The more verbose description of this, btw, is:

sa-learn's mbox reader wants to generate a list of messages and their
offsets (uses the same code as mass-check). ie: mbox.0, mbox.1523,
mbox.25432, etc. Then after scanning the mbox file to generate those
offsets, it'll go back through and seek() to the offset, deal with the
message, seek() to the next offset, deal with the message, etc, until
all of the messages in the file are done.

It's really a byproduct of the fact that we're sharing code with
mass-check on this one since sa-learn could just deal with the messages as
it reads through the file. :( It's unfortunately a lot of very similar
code which is why they're tied together like that.

--
Randomly Generated Tagline:
We don't have enough parallel universes to allow all uses of all
junction types--in the absence of quantum computing the combinatorics
are not in our favor...
-- Larry Wall in <20031213210102.GE18685@wall.org>
Re: how to pipe an mbox to sa-learn [ In reply to ]
On Thu, Feb 05, 2004 at 07:57:58PM +0100, Andy Spiegl wrote:
> BUT you are right that it works like this: (BTW, also without the "-")
> sa-learn --spam --mbox - < spammybox
> Learned from 0 message(s) (5 message(s) examined).
>
> I don't understand where the difference is!?
> In both cases sa-learn sees it coming from stdin, right?

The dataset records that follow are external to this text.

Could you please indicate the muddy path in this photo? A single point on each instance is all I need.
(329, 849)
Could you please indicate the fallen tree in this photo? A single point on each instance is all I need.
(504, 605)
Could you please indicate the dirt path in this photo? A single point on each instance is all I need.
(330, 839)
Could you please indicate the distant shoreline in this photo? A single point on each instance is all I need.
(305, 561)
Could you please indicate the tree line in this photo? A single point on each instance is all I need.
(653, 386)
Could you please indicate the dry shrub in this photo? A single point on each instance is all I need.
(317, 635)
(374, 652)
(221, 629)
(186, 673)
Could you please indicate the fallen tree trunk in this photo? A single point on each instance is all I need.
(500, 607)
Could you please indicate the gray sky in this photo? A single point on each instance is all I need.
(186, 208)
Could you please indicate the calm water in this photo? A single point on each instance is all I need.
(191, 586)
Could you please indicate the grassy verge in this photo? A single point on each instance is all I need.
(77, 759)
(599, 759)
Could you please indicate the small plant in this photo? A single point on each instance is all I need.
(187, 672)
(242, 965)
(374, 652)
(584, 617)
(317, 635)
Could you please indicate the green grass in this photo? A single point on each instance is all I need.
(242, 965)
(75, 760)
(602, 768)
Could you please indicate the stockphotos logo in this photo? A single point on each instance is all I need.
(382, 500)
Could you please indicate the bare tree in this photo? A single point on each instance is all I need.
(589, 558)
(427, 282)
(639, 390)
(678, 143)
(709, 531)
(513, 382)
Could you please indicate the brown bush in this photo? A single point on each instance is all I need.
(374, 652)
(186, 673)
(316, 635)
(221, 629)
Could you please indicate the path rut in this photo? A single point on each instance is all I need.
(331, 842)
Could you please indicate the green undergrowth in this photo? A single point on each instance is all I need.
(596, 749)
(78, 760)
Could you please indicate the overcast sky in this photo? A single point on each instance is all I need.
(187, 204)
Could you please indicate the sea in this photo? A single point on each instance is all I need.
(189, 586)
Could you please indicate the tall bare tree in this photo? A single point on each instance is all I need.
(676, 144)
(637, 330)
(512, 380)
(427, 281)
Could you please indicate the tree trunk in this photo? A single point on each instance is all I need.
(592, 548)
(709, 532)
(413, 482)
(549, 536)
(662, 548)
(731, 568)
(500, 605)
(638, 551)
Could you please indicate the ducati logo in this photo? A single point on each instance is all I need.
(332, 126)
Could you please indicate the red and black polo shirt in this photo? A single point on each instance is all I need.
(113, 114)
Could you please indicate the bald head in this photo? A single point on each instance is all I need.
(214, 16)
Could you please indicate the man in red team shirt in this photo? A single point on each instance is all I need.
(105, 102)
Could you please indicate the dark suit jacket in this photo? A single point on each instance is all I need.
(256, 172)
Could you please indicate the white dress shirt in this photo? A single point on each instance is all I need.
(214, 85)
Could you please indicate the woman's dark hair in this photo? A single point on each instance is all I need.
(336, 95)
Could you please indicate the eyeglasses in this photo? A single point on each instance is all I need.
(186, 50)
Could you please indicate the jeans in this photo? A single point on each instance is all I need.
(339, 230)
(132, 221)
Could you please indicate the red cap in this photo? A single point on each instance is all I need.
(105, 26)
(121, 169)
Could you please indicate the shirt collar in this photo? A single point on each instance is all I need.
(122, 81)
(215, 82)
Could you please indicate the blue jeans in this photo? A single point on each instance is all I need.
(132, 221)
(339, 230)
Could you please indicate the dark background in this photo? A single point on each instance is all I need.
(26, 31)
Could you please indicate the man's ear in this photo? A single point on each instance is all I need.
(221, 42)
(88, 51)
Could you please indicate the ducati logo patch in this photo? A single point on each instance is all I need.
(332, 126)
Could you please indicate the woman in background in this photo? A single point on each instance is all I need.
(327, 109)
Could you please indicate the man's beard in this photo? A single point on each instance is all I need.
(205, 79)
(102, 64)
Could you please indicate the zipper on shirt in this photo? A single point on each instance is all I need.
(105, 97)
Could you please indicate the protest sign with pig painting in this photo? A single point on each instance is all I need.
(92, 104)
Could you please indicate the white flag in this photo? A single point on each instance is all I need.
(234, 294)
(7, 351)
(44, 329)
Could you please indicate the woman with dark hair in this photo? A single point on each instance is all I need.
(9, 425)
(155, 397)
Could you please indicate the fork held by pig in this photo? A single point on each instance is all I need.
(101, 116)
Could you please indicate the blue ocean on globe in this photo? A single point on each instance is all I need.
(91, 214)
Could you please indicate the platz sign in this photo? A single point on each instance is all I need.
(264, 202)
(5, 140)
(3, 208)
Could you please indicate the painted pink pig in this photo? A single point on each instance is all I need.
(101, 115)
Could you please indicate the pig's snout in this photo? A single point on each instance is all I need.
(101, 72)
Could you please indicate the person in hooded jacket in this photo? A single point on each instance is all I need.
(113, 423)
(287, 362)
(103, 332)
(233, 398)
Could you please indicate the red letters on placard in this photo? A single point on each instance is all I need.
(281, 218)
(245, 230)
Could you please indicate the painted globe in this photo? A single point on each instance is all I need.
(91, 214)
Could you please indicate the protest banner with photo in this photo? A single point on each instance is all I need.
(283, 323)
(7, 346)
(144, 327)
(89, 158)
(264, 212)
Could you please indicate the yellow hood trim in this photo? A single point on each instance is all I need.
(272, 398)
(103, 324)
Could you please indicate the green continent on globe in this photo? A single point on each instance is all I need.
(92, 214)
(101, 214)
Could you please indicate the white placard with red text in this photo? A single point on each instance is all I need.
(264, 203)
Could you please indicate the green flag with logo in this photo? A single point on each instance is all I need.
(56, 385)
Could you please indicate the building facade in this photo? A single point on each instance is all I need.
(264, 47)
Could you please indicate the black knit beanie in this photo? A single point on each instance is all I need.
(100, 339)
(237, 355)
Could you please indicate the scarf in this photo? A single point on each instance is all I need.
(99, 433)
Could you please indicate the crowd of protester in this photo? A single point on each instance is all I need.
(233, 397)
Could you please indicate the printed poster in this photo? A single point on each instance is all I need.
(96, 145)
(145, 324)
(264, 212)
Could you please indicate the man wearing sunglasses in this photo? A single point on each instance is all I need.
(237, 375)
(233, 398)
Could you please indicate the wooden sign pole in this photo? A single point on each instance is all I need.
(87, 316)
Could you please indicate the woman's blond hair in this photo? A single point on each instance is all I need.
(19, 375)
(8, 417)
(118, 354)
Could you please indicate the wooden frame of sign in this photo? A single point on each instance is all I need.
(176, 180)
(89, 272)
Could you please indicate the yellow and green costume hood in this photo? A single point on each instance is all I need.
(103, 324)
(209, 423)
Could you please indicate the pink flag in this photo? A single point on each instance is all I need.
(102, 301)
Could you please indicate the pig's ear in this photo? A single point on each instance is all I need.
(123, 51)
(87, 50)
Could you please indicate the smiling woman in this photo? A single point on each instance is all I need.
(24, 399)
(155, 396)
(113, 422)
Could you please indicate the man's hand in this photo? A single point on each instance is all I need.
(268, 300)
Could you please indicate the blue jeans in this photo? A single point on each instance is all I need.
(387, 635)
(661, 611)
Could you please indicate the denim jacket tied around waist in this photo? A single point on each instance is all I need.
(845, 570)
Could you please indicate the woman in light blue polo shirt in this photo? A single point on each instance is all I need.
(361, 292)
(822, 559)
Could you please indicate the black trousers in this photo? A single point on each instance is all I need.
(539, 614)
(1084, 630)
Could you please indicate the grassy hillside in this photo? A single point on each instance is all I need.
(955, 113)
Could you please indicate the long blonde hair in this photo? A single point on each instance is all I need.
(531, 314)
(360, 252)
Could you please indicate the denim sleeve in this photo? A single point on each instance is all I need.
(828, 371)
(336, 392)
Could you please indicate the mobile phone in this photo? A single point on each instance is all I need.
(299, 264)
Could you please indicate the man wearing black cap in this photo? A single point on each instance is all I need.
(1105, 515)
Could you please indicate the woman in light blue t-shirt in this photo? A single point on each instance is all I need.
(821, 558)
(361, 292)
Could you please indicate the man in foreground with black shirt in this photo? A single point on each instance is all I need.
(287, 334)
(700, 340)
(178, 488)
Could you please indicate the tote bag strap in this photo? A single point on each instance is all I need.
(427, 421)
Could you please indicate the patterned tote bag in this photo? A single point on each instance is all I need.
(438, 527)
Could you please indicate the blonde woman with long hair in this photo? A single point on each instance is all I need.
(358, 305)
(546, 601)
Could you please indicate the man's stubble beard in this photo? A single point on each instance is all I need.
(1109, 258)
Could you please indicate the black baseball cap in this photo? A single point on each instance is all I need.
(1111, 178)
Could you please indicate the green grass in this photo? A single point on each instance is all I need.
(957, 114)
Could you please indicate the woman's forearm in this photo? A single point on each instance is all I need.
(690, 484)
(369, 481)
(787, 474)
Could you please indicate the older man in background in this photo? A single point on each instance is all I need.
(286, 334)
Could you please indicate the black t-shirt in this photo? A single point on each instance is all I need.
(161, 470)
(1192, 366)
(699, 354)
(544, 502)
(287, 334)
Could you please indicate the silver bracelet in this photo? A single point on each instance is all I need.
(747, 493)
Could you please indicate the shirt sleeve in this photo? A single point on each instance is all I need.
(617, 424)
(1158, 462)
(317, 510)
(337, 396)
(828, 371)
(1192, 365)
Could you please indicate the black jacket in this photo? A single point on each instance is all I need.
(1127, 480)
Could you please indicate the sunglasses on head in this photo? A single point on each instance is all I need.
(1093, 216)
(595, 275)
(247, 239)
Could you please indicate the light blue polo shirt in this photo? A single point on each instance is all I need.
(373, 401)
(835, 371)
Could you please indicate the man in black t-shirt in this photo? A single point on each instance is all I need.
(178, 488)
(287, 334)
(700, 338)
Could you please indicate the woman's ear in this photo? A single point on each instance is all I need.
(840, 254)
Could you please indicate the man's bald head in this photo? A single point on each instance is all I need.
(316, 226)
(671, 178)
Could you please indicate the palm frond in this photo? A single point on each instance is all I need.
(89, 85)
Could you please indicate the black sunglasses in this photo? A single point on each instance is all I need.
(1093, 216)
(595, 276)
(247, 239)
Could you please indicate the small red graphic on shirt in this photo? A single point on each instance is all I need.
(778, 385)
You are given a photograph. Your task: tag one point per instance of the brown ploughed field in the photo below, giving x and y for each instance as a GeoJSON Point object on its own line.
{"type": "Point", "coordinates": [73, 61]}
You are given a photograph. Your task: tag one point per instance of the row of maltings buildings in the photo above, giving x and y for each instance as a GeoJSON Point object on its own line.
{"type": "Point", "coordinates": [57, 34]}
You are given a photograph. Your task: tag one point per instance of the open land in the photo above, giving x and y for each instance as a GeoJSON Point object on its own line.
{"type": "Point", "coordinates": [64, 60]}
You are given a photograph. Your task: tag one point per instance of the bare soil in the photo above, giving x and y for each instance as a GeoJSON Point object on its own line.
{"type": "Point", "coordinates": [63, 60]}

I was noticing that myself. My random guess is that it's a shell thing.
'cat foo | sa-learn' means start a process and aim STDOUT from 'cat'
to STDIN of 'sa-learn'. 'sa-learn ... < foo' tells the shell to make
'foo' available as the STDIN of 'sa-learn'.

So therefore you can seek() on the latter, but not the former.

Anwyay, I'm checking in a kluge for 3.0.0 to fix this. It could be made
to work in 2.6x as well, but would require some mods. :(

--
Randomly Generated Tagline:
"A word to the wise: a credentials dicksize war is usually a bad idea on the
net."
(David Parsons in c.o.l.development.system, about coding in C.)